Agora é oficial: o mundo tem um problema crônico de falta de educação. Gravações feitas em residências e locais públicos de oito países revelam que pessoas que pedem favores cotidianos a amigos e familiares só agradecem em 5% dos casos.
Microfones escondidos registraram 1057 conversas espontâneas – do tipo “você pode passar o sal?” – em países tão variados quanto Peru, Laos, Polônia e Inglaterra. Uma equipe internacional formada por oito antropólogos e linguistas se esforçou para selecionar voluntários que falassem línguas radicalmente diferentes. Por exemplo: em Gana, na África, foram escolhidos habitantes de vilarejos Siwu, um idioma nigero-congolês que sofreu pouca influência externa.
Se os brasileiros de plantão acharam a estatística preocupante, é porque de fato as línguas da oeste da Europa, como o português, estão entre as que mais expressam gratidão no mundo. Falantes de inglês britânico agradeceram favores em 14,5% dos casos – os de italiano, em 13,5%. Pode ser pouco, mas ainda é bem mais que os poloneses (2,2%) e os indígenas equatorianos Chachi (um incrível 0%).

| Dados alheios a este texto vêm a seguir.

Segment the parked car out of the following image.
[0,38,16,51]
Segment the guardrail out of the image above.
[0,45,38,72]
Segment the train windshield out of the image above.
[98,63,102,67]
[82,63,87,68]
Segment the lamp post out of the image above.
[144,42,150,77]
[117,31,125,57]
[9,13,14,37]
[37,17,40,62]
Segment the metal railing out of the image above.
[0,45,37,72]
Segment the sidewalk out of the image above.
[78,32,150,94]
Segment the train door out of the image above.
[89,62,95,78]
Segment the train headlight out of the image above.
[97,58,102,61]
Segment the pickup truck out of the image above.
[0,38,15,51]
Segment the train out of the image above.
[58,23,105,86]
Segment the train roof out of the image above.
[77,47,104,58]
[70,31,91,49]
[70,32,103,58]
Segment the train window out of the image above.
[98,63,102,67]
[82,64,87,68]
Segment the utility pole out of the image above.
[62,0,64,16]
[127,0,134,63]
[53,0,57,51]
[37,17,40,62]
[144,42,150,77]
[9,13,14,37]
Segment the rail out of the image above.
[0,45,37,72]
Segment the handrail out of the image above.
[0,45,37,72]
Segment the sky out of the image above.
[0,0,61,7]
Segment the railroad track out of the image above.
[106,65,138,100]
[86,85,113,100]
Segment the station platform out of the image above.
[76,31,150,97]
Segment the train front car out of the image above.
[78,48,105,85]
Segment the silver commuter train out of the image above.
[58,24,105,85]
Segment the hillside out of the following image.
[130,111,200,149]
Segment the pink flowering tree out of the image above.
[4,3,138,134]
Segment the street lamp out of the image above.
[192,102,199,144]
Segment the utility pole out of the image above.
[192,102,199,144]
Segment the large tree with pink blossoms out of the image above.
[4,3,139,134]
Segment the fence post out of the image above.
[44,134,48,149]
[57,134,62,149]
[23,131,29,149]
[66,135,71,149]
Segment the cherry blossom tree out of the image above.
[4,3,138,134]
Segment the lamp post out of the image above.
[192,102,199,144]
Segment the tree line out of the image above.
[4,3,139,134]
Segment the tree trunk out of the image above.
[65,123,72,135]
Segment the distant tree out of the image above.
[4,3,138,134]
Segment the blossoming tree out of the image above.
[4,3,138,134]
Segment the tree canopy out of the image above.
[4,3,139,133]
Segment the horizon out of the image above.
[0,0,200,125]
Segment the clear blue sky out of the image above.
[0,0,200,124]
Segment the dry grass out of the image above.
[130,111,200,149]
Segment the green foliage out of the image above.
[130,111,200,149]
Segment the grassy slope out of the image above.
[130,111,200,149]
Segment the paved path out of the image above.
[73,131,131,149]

Para garantir que não houvesse distorções, qualquer expressão verbal de agradecimento, por mais exótica que fosse, entrou na conta. Por exemplo: em uma conversa entre dois adolescentes britânicos (relatada no artigo científico), um pediu ao outro uma batata frita. Ao receber a positiva, disse “da hora”. Em outra situação, um aborígene australiano falante da língua Murrinhpatha reconhece o favor prestado por um familiar usando uma expressão que, ao pé da letra, se traduz por “você é bonito”.

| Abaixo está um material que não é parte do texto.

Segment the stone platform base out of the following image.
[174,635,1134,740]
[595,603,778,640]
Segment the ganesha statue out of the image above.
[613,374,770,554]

A escassez de “obrigados” e afins, por incrível que pareça, não torna ninguém menos propenso a ajudar. De 1057 favores pedidos, 928 foram atendidos, mas só 51 “obrigados” foram ouvidos. Segundo os pesquisadores, a gratidão provavelmente é um conceito compartilhado entre pessoas de quaisquer culturas – é só que é mais comum expressá-la na prática, retribuindo o favor no futuro. Os Chachi, por exemplo, sequer têm uma palavra para agradecimentos cotidianos em sua língua.
“Não devemos confundir o sentimento de gratidão com o desejo de expressá-la. Nas interações do dia a dia, cooperação é a regra”, afirmou à imprensa Nick Enfield, pesquisador da Universidade de Sidney envolvido no estudo. “A vida social prospera porque é da nossa natureza pedir ajuda e retribuir com ações, em vez de meras palavras. Os acordos de cooperação são literalmente silenciosos.”